INCREASING seeding rates and sowing wheat varieties earlier were identified as strategies for success in a shallow stony soil trial conducted for the past two seasons in the northern Mallee.
Supported by Wunkar Agricultural Bureau and funded by the SA Murray-Darling Basin Natural Resources Management board and the National Landcare Program, Loxton-based agronomist Chris McDonough conducted the trial on Wunkar farmer Peter Heinrich’s property.
Mr McDonough said the trial’s purpose was to evaluate management strategies that growers could utilise on shallow stony soil areas, such as seeding times, seeding rates and targeting short versus mid-season varieties, to maximise yields and minimise risk in seasons with higher moisture stress.
“Shallow stony soils are a large percentage of SA cropping soils and it has low plant available water holding capacity. This means that crops and pastures are highly vulnerable to periods of moisture stress throughout the growing season,” Mr McDonough said.
The trial sites were sown with early wheat variety Emu Rock, and later maturing wheat varieties Yitpi in 2016 and Estoc in 2017.
In 2016, trial areas were sown on May 12 and May 27, and in 2017 wheat varieties were sown on May 20 and July 7, because of the late season opening rainfall.

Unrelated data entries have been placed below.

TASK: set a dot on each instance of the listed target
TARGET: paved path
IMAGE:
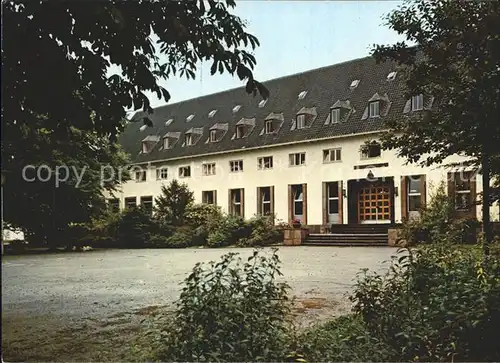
(100, 283)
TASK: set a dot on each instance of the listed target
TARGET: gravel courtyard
(51, 296)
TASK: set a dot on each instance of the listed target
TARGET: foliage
(263, 232)
(456, 63)
(108, 55)
(344, 339)
(44, 209)
(436, 303)
(135, 228)
(228, 231)
(172, 204)
(230, 311)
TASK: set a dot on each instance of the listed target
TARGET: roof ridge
(263, 82)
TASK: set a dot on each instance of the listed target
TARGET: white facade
(313, 173)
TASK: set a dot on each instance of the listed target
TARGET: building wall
(313, 173)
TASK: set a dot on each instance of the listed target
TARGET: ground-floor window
(265, 200)
(208, 197)
(130, 202)
(236, 200)
(147, 204)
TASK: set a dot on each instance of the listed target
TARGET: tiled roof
(325, 86)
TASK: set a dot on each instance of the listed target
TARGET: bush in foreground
(230, 311)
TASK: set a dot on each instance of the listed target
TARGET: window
(265, 201)
(140, 176)
(147, 204)
(213, 135)
(236, 202)
(301, 121)
(331, 155)
(236, 165)
(208, 169)
(414, 193)
(208, 197)
(332, 195)
(335, 115)
(265, 162)
(161, 173)
(130, 202)
(240, 131)
(463, 198)
(184, 172)
(297, 159)
(298, 201)
(374, 109)
(114, 205)
(371, 151)
(269, 127)
(417, 103)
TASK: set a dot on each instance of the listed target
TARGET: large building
(299, 155)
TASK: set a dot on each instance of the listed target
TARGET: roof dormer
(304, 118)
(243, 128)
(418, 103)
(217, 132)
(272, 123)
(170, 139)
(149, 143)
(192, 136)
(339, 112)
(378, 106)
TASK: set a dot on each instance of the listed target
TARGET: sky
(295, 36)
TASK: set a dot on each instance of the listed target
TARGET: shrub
(436, 303)
(135, 228)
(344, 339)
(263, 232)
(228, 231)
(230, 311)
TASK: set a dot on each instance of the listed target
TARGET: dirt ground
(93, 306)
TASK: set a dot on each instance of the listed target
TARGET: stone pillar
(295, 236)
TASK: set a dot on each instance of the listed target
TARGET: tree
(61, 69)
(63, 104)
(456, 61)
(173, 202)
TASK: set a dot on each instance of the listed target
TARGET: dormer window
(391, 76)
(302, 95)
(301, 121)
(374, 109)
(213, 135)
(417, 102)
(240, 131)
(269, 127)
(335, 115)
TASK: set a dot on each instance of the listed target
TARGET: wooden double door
(375, 203)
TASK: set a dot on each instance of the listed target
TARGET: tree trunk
(487, 228)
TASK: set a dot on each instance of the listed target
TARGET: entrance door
(374, 204)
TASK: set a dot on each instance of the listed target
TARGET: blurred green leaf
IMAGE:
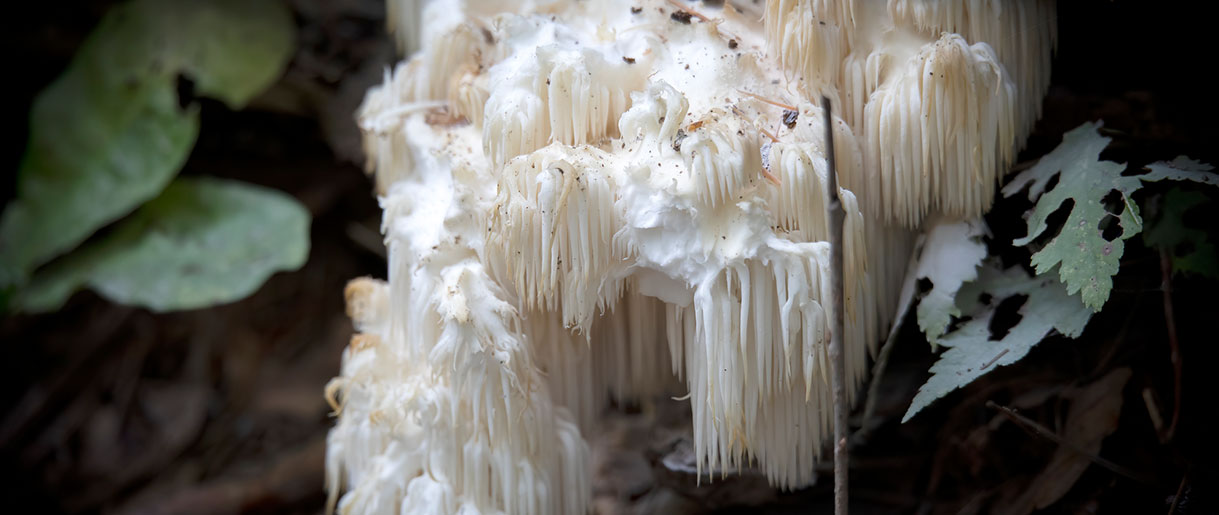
(109, 133)
(1190, 248)
(201, 242)
(1085, 259)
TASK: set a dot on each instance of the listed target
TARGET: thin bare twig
(838, 363)
(1165, 266)
(1172, 507)
(1045, 432)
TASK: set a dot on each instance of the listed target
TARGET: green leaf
(950, 256)
(1086, 261)
(972, 353)
(109, 134)
(1169, 232)
(201, 242)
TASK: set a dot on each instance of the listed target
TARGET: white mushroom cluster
(596, 199)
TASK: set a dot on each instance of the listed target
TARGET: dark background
(105, 408)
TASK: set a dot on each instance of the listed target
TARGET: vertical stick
(838, 363)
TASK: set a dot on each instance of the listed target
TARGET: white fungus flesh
(594, 200)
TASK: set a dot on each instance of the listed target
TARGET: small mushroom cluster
(586, 200)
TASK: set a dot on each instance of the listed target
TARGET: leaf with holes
(973, 350)
(109, 133)
(950, 255)
(201, 242)
(1085, 258)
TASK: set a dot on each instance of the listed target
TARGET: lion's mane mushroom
(588, 199)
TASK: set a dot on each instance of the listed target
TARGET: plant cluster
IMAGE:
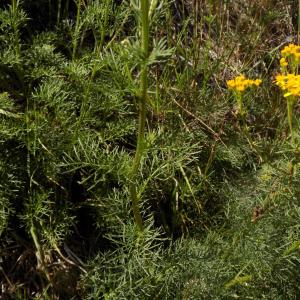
(127, 171)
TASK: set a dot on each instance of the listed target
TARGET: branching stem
(142, 113)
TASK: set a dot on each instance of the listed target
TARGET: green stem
(298, 22)
(142, 113)
(77, 28)
(14, 11)
(290, 104)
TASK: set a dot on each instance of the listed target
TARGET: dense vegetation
(216, 185)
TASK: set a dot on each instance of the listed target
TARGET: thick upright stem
(76, 34)
(14, 10)
(142, 112)
(290, 104)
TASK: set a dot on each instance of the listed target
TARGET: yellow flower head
(283, 62)
(240, 83)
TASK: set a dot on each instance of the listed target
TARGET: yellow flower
(283, 62)
(241, 83)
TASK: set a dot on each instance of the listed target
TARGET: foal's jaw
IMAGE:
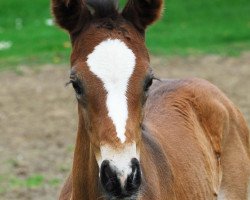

Mr McDonough said it was previously thought that a lower number of plants a square metre on stony soils would result in reduced soil water demand from crops, and preserve more moisture into spring when the soil type was most vulnerable to moisture deficit.
But the trial found plots sown at a lower seeding rate of 40 kilograms a hectare to 50kg/ha compensated by growing more tillers, leading to a similar level of stems and heads as the higher seeding rate plots going into spring.
“In the wet 2016 season, the higher seeding rate plots averaged 10 per cent higher yielding,” Mr McDonough said.
“The dry finish in 2017 led to higher head abortion in the low seeding rate plots and the plots with a higher seeding rate, at 60-75kg/ha, had more primary stems with fuller heads, and less tillers,” he said.
Increased salt levels revealed
Third-generation farmer Peter Heinrich, Wunkar, has battled the challenges of cropping on shallow stony soil for more than 30 years, so was eager to help conduct a trial on his property to find solutions.
Mr Heinrich said there had been limited research conducted on stony soils in low rainfall regions receiving less than 300 millimetres a year.
Mr Heinrich is a conventional farmer and crops about 2600 hectares, and also runs 1400 Merino ewes.
“We sow at about 55 kilograms a hectare to 60kg/ha but the higher sowing rate in the trial was at about 70kg/ha and that is just too high for us because of the risk,” he said.
The trial area also exhibited large bare patches that did not grow any crop during the two seasons.
Soil tests revealed that these patches had up to five times the salinity levels in the top 10 centimetres of soil when compared with the surrounding crop growing areas.